Hücre altı yapıları içinde proteinler sürekli dönüm; bağlama ve ortakları8binding ile ilişkileri gücüne dayalı kesmeden. Başarılı bir şekilde fiziksel bir mesafe iletilebilmesi için güçlerini için protein-protein etkileşimleri, protein ciro sürdürmek ve onun bağlama ortak9güç iletimi yeterince yavaş olmalıdır anlam zinciri olmalı. Protein-protein etkileşimler genellikle, birkaç sigara-Kovalent bağlar protein etki alanları arasında oluşur iken, etkileşim kez farklı koşullarda10, altında ilişkisiz bir duruma geçiş yapabileceğini ilişkili bir devlet olarak kavramsallaştırma 11. verilen protein-protein etkileşimi için kuvvet etkisi üzerinde bir “ideal bond” olarak bilinen etkileşim, ömrünü, ömür boyu bir “slip bond” olarak bilinen etkileşimin azaltmak ya da etkileşim ömrünü artırmak Hayır olabilir mümkündür , bir “catch bond”10da bilinir. Böylece, protein yük ve biz kuvvet duyarlı dynamics bakın protein dinamikleri arasında karmaşık bir ilişki vardır.

Yük etkisi bond dynamics anlayış doğru son derece bilgilendirici deneyler bir dizi tek molekül düzeyde gerçekleştirilmiş. İzole protein veya proteinler ve manipülasyon teknikleri manyetik cımbız, Optik cımbız ve atomik kuvvet mikroskobu gibi parçaları kullanarak, bu çalışmalar için birkaç ilgili kuvvet duyarlı protein-protein etkileşimleri göstermiştir proteinler11,12. Transmembran proteinler hücre-matris ve hücre-hücre etkileşimleri, sırasıyla şekillendirme için önemli olan her iki integrinler13 ve kaderin14, yüklemek için dinamikleri değişiklik göstermiştir. Hücre içinde vinculin her iki talin15 ve α-catenin16 için bir kuvvet bağlı şekilde oluşturulmuştur ve aktin17vinculin fokal yapışıklıklar (FAs) ve adherens kavşaklar (AJs için çok önemli bir rol gösteren, bir catch Bono oluşabilir ) yük altında. Tek molekül çalışmaları belirli protein-protein etkileşimleri yalıtım için izin ve kesin sonuçlar, ama onlar hücresel ortamı karmaşıklığı için hesap yapmak.

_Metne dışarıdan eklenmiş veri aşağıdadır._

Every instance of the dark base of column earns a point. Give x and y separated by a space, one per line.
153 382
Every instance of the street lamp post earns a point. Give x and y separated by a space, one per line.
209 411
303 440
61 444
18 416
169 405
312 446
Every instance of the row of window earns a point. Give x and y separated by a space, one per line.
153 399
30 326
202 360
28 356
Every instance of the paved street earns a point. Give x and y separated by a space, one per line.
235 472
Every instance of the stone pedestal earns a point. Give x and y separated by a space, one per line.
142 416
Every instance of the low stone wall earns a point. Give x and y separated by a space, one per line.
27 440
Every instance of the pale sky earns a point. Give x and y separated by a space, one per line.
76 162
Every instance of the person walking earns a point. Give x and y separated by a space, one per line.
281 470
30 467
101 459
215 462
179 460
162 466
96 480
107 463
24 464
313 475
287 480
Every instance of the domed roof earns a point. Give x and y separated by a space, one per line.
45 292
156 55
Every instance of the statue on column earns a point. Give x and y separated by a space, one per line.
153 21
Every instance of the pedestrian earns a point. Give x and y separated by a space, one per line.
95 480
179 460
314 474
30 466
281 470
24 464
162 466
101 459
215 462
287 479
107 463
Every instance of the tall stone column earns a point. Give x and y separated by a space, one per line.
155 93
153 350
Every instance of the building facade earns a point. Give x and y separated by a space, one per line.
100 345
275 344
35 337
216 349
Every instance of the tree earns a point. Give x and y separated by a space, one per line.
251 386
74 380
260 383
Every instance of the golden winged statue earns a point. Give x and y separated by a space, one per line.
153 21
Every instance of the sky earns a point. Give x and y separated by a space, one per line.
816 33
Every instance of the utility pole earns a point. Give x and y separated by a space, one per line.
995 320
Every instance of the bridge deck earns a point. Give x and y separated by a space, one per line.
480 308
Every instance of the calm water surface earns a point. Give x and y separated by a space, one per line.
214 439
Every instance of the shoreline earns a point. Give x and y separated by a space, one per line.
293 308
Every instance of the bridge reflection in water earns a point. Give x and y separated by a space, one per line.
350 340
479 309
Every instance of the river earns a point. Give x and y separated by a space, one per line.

Landmark deneyler FAs ve AJs, dahil olmak üzere birkaç hücre altı yapıları mechanosensitive vardır ve dahili olarak oluşturulan veya dışarıdan uygulanan yük18,19yanıt olarak geliştirilmiş derleme sergi gösterdi, 20,21,22. Ayrıca, çeşitli teorik modeller mechanosensitive derleme kuvvet duyarlı protein dynamics23,24,25tarafından tahrik tavsiye ettiler. Bu kuvvet duyarlı dinamikler canlı hücreler içinde incelemek için birkaç dolaylı yaklaşımlar atılmıştır. Sıkı bağlamak ve ilgili teknikleri protein dynamics hücreleri26,27,28,29ölçmek için nispeten basit bir yöntem sağlar. Ancak, protein yük ölçümü daha sınırlı olmuştur. Protein dynamics ve genel hücre contractility8,30,31azaltmak için kullanılan bir hücre iskeleti inhibitörü maruz olmayan hücrelerdeki karşılaştırmak için tipik bir yaklaşımdır. Kavramsal olarak, bu yüksek yük ve düşük yük durumu arasında bir fark var. Ancak, her iki devlet arasında protein hiçbir miktar yük yoktur ve engelleyici, böyle bir F-aktin Filaman boyunca anahtar bağlayıcı siteleri kaybı istenmeyen biyokimyasal etkileri olabilir. Başka bir yaklaşım, FAs için belirli toplam kuvvet efor moleküler yük yaklaşık ve SK32içinde tek bir protein dinamikleri ile ilişkiyi incelemek için çekiş kuvveti mikroskopisi kullanılarak FA tarafından substrat olarak ölçmek için olmuştur. Bu yaklaşım toplam kuvvet miktar için izin verirken, tatlı bilgi sağlamaz. FAs birçoğu yük33ayı 200’den fazla farklı proteinlerin oluşur. Böylece, bir SK toplam güç çıkışını potansiyel olarak ölçüm birden çok güç iletim yolları olasılığı gizler ve güvenilir bir şekilde yük ölçüsü belirli bir protein sağlamaz.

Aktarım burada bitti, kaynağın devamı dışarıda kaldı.